Entre Tailandia y Nueva York,

entre los confines del globo,

en un abrir y cerrar de ojos

el mundo era pequeño.




Soberbios en nuestra tecnología

creíamos ser mejores que los dioses que nos crearon.

Nos rebelamos y reclamamos el reino,

ese paraíso terrenal.




II

Pero la naturaleza no olvida…

De vez en vez

tiene que recordarnos

que somos frágiles,

finitos,

mortales.







Encerrados con nuestros demonios

se rompen vínculos.




Asistimos a la autopsia de un amor

que ha muerto …

( y que no sabíamos de su deceso hasta

contemplarnos en este forzoso encierro).




Juntos descubrimos el cadáver de lo que fuimos…

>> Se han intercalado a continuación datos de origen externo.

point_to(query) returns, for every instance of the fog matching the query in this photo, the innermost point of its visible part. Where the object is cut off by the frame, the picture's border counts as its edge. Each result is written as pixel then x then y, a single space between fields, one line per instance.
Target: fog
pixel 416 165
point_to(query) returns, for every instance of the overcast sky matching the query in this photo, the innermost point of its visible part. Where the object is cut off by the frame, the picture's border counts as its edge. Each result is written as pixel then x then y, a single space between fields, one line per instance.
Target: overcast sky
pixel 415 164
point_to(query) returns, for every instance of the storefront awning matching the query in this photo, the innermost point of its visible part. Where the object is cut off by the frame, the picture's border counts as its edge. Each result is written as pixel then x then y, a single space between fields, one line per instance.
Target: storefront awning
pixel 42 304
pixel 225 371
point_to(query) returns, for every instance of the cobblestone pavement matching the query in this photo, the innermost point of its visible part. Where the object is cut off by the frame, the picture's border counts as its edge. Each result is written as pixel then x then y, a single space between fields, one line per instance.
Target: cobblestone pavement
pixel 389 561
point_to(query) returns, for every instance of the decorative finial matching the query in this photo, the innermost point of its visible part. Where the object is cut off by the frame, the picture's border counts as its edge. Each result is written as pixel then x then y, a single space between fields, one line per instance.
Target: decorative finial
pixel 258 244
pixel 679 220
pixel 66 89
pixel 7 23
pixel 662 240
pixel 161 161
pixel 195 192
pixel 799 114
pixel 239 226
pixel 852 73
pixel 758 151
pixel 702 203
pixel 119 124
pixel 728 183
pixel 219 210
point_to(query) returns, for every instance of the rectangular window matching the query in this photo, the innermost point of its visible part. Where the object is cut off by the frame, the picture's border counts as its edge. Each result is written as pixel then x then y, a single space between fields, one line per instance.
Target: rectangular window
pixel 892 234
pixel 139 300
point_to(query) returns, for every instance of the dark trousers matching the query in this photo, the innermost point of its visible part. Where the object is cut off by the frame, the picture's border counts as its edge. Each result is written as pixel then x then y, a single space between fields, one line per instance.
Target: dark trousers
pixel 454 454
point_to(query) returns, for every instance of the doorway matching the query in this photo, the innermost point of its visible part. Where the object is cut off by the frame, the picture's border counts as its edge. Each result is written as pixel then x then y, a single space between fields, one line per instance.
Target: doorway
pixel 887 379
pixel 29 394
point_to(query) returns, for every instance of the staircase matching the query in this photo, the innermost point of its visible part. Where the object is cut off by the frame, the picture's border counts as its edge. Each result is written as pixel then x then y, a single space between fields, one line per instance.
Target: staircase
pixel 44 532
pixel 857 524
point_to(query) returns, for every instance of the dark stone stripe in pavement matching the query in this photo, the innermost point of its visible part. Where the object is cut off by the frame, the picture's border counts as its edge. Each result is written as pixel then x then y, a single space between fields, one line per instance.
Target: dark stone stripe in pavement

Se forzó la convivencia del león y del cordero,

del verdugo y la víctima.




Ya no sabemos vivir juntos…

Necesitamos distancia,

aplicaciones,

selfies, videollamdas, chat en línea

para alejarnos / acercarnos

a esa falsa realidad virtual.




III

Hoy los dados vuelven a rodar…

El azar vuelve a reinar,

todos podemos desvanecernos.




La muerte invisible galopa entre nosotros

Infectarnos, contagiarnos

Ya sea un abrazo,

un beso,

un contacto casual,

un estornudo, un lagrimeo.




IV

¿Cómo seremos cuando el pánico vuelva a ser adormecido?

Cuando se clame que la emergencia ha cesado…




Cuando olvidemos a los muertos, a los enfermos …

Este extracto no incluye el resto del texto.